The sequence of base-32 digits represents the value of a hash

function calculated over the corresponding feature set expression

(see following sections). Note that the above syntax allows upper-

or lower-case letters for base-32 digits (per RFC2234 [3]).

Thus, within a feature set expression, a hashed feature set reference

would have the following form:

(h.123456789abcdefghijklmnopq)

3.1.1 Hash value calculation

The hash value is calculated using the MD5 algorithm [6] over the

text of the referenced feature set expression subjected to certain

normalizations. The feature expression must conform to the syntax

given for 'filter' in RFC2533 [1]:

filter = "(" filtercomp ")" *( ";" parameter )

The steps for calculating a hash value are:

1. Whitespace normalization: all spaces, CR, LF, TAB and any other

layout control characters that may be embedded in the feature

expression string, other than those contained within quoted

strings, are removed (or ignored for the purpose of hash value

computation).

2. Case normalization: all lower case letters in the feature

expression, other than those contained within quoted strings, are

converted to upper case. That is, unquoted characters with US-

ASCII values 97 to 122 (decimal) are changed to corresponding

characters in the range 65 to 90.

3. Hash computation: the MD5 algorithm, described in RFC1321 [6], is

applied to the normalized feature expression string (represented

as a sequence of octets containing US-ASCII character codes; see

also section 5).

The result oBTained in step 3 is a 128-bit (16 octet) value that

is converted to a base-32 representation to form the feature set

reference.

NOTE: under some circumstances, removal of ALL whitespace may

result in an invalid feature expression string. This should not

be a problem as this is done only for the purpose of calculating

a hash value, and significantly different feature expressions are

expected to differ in ways other than their whitespace.
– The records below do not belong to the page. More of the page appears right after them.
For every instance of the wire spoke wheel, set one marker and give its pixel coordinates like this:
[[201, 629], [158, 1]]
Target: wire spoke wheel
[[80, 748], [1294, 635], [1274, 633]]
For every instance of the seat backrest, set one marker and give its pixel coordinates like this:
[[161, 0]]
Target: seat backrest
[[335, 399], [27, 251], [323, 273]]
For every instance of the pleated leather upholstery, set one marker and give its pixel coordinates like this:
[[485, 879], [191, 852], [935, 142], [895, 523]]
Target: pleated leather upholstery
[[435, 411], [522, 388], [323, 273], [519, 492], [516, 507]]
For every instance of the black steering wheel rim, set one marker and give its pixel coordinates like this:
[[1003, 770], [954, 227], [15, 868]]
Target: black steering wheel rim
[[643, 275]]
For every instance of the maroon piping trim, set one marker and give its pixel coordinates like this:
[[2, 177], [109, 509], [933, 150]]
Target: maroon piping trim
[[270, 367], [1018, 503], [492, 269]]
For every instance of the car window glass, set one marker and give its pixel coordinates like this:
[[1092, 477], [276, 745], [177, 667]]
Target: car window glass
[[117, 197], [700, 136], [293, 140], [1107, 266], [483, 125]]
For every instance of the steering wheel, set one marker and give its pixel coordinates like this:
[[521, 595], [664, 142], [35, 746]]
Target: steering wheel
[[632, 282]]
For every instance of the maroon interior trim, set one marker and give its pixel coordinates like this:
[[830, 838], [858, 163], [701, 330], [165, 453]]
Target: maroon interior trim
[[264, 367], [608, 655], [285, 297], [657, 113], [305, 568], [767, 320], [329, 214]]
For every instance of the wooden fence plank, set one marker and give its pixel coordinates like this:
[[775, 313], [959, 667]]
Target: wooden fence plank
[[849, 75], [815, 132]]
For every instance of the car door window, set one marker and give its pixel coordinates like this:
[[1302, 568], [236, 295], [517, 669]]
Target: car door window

NOTE: case normalization is deemed appropriate since feature tag

and token matching is case insensitive.

3.1.2 Base-32 value representation

RFC1321 [6] describes how to calculate an MD5 hash value that is a

sequence of 16 octets. This is then required to be coded as a base-

32 value, which is a sequence of base-32 digit characters.

Each successive character in a base-32 value represents 5 successive

bits of the underlying octet sequence. Thus, each group of 8

characters represents a sequence of 5 octets (40 bits):

1 2 3

01234567 89012345 67890123 45678901 23456789

+--------+--------+--------+--------+--------+

< 1 >< 2 >< 3 ><.4 >< 5.>< 6 ><.7 >< 8 >

+--------+--------+--------+--------+--------+

<===> 8th character

<====> 7th character

<===> 6th character

<====> 5th character

<====> 4th character

<===> 3rd character

<====> 2nd character

<===> 1st character

The value (i.e. sequence of bits) represented by each base-32 digit

character is indicated by the following table:

"0" 0 "A" 10 "K" 20 "U" 30

"1" 1 "B" 11 "L" 21 "V" 31

"2" 2 "C" 12 "M" 22

"3" 3 "D" 13 "N" 23

"4" 4 "E" 14 "O" 24

"5" 5 "F" 15 "P" 25

"6" 6 "G" 16 "Q" 26

"7" 7 "H" 17 "R" 27

"8" 8 "I" 18 "S" 28

"9" 9 "J" 19 "T" 29

When encoding a base-32 value, each full group of 5 octets is

represented by a sequence of 8 characters indicated above. If a

group of less than 5 octets remain after this, they are encoded using

as many additional characters as may be needed: 1, 2, 3 or 4 octets

are encoded by 2, 4, 5 or 7 characters respectively. Any spare bits

represented by the base-32 digit characters are selected to be zero.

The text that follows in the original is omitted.